Route of administration
Estrogens and synthetic progestins can be administered orally. Because of hepatic metabolism, the daily dose of E2 must be approximately 10-20 times higher than ovarian production of E2 to be matched. E1 levels however, are markedly higher (10x) than those of E2. This reflects the intense GI tract metabolism but appears to be of no known clinical consequence. The amounts of E2 reaching the liver are however supraphysiological which increases some liver proteins that are estrogen sensitive. This includes some coagulation factors which elevation may result in a slight and dose dependent increase in blood coagulability. Non-oral administration of E2 such as achieved through transdermal patches avoids these consequences. Synthetic estrogens such as ethinyl-E2 (EE) affect liver proteins irrespective of the route of administration as in this case the effect is molecule dependent. Natural progesterone is very poorly effective when administered orally, and the high levels of 5a reduced metabolites produced induce significant drowsiness. Progesterone can not be administered transdermally because of poor skin permeability. Hence, the only practical non-oral route is vaginal. Recent data have indicated that vaginal administration results in unexpectedly high uterine levels which reflect some degree of direct vagina to uterus transport or "first uterine pass effect". Hence, vaginal administration of progesterone is highly effective and creates very little side effects. Synthetic progestins such as MPA and NETA are best administered orally. Their efficacy on the endometrium has been amply documented. Furthermore, their unwanted effects on liver proteins (e.g. increase in cholesterol-LDL) and their psychological side effects are molecule dependent and route independent. Hence, while transdermal systems delivering NETA exist, there is no good rationale nor practical advantage at administering these hormones non-orally.

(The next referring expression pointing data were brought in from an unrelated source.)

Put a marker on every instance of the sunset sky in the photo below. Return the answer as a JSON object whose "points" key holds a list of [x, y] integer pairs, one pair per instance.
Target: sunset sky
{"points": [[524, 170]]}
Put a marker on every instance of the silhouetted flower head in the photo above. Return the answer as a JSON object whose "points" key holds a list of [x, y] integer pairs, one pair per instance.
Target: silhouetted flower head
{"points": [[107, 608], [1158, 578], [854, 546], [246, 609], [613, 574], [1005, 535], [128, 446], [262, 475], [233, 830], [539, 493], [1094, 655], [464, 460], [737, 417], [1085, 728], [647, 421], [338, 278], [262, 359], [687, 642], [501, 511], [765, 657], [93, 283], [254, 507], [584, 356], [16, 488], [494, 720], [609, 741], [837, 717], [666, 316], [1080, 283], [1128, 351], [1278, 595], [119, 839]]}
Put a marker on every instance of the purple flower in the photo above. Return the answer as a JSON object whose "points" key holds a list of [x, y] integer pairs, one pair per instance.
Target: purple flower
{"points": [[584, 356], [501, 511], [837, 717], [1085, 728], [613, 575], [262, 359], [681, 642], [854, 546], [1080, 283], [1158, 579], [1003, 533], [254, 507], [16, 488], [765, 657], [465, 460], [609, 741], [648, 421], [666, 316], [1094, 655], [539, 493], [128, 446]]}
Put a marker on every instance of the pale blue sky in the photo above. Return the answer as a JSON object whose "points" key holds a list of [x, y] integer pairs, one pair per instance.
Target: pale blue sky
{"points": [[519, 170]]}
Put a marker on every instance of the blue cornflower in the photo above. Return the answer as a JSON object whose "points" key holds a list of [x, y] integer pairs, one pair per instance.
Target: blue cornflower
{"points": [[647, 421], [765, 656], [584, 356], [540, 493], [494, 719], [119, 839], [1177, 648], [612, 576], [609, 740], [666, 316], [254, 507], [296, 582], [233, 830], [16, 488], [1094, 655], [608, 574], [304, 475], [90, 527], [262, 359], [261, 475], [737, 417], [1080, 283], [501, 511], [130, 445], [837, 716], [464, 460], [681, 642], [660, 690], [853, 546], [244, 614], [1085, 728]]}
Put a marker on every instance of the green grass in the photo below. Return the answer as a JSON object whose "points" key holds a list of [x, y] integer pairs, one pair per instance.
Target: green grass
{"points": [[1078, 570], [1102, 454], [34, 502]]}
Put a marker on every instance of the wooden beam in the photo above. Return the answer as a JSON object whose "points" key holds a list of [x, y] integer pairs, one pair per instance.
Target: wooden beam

Hormone treatment in hysterectomized women
In hysterectomized women only estrogen replacement is strictly necessary. Indeed, there is no imperious need for administrating progesterone/synthetic progestins other than for preventing the risk of endometrial hyperplasia and/or cancer. Characteristically, hysterectomized women show better and longer compliance to treatment than intact women. This should be taken as a strong indicator that it is the side effects generated by progestins which together with bleeding hamper long term HRT compliance.
Hormone treatment in high risk individuals
More and more often, we are confronted with the need to prescribe HRT to women who suffer from various chronic medical impairments. In these individuals, the high risk characteristics of their condition should impose greatest caution. First and before all, we must be certain that any prescribed treatment will not worsen the affecting ailment. In these vulnerable individuals, the exact effects of synthetic hormone molecules on deteriorated organ functions may remain enigmatic and speculative (and potentially worrysome). Hence, it is important to remember that it is always possible to offer physiological replacement to these patients with non-oral administration of the native ovarian hormones, E2 and progesterone. E2 can be administered from transdermal patches or gels while progesterone has to be taken vaginally 10 days/month.
HRT aims at treating the symptoms of menopause and preventing its consequences on bone mass and cardiovascular risk. It should be tapered to the patients` individual needs. Multiple options are available today, ranging from simple oral regimens to natural non-oral treatments featuring transddermal E1 and vaginal progesterone.